Он тоже ходил по пятам, говорил: «Учитель».

Оставьте же, как там,

божественные ключи те:

ведь все исцеления,

«экзо́рцизма тон даймо́нон» —

для греческих книжек

и надписей на иконах.

Небо – удел вольномыслящих и смотрящих.

Против – горстка серебряных, настоящих.

Впрочем, к нему в современности так нестроги

(дети узнали, о ком были эти строки).

Тридцать серебреников

в нашем эквиваленте:

Купить машину?

Мчаться в кабриолете?

Так ли вы поступали?

Прошу отвечать честней.

Вы,

прежде познавшие тайны трудов и дней,

метафизики, беглого чтения,

крови,

слёз,

политических прений,

поэтических грёз?

Пожалуйста,

подумайте,

а пока

постройте дом на окраине городка.

Ведь тридцать серебряных —

в сущности, это много.

Для фунта истины хватит, наверняка.


Я благодарна судьбе за встречу с живым архетипом Руси в лице Маргариты Чекуновой


Евгения Бильченко,

поэт, философ, доктор культурологии,

член Международного Союза Поэтов Санкт-Петербурга

Рассвет

…Слышишь ли, тот, кто возвышенней и умней?

Слышишь ли это, не знающий обо мне?

Так, летний сумрак, как дерево без корней,

я лишний гость в соболиной своей стране.

Кроны здесь тянутся ввысь, золотится лист.

Как он обжёгся о близость своих небес!

Может, и он – надменный идеалист

или он тоже нежнейшее из существ?

Может быть, это от детских глухих утрат?

Мир затаился, когтист, быстроглаз, хитёр.

Высокомерие – призрачных мер сестра.

Только я раньше не знала таких сестёр.

Мне говорят, она тихо вошла в мой дом.

Он оглашался ещё не таким родством.

Желчью отравленным, мирно писать о том —

это как святость смешивать с колдовством.

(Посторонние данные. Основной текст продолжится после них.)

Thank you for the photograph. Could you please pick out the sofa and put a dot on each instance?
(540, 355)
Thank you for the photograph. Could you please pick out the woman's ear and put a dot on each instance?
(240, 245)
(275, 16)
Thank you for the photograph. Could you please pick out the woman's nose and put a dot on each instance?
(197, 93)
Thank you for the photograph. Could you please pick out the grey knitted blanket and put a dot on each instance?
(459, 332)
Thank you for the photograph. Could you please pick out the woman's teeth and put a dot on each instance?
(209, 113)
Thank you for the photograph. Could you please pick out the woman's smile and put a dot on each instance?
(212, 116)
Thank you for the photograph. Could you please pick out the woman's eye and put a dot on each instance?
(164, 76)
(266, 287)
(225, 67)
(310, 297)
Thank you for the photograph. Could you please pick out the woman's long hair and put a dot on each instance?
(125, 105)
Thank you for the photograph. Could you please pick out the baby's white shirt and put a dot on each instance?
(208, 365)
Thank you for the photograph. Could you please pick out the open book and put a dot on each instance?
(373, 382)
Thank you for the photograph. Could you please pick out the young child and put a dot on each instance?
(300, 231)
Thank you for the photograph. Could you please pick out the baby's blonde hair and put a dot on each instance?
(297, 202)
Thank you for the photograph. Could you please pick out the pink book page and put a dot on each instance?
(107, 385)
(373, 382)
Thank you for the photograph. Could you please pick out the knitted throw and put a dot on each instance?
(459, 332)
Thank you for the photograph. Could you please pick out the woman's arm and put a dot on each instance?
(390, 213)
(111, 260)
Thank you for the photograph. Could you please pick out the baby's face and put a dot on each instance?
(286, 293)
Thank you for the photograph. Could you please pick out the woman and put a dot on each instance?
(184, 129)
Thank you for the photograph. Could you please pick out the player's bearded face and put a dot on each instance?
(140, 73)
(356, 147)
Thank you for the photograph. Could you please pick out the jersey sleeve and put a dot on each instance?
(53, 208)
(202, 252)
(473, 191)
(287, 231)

Здесь добывали куниц, соболей, бобра.

Здесь мне жмут руку и хлопают по плечу,

желают животной радости и добра.

Но что мне делать? Я этого не хочу.

В вечер, когда твой серебряный компас сбит,

чёрные вышки заставили твой закат,

ты, как планета, отбившись от всех орбит,

устраиваешь вдохновенный полураспад.

Двойственность, тройственность,

множественность в одном,

(всё, что с тобой происходит, не сказка, быль).

Цельность, достоинство, свет, городское дно

ты превращаешь в высокую звёздную пыль!

Крутится мельница в сумрачных жерновах.

Всё перемелет, получится звёздный путь.

Я не могу быть бесстрастной в своих словах —

может быть, там, на орбите, когда-нибудь.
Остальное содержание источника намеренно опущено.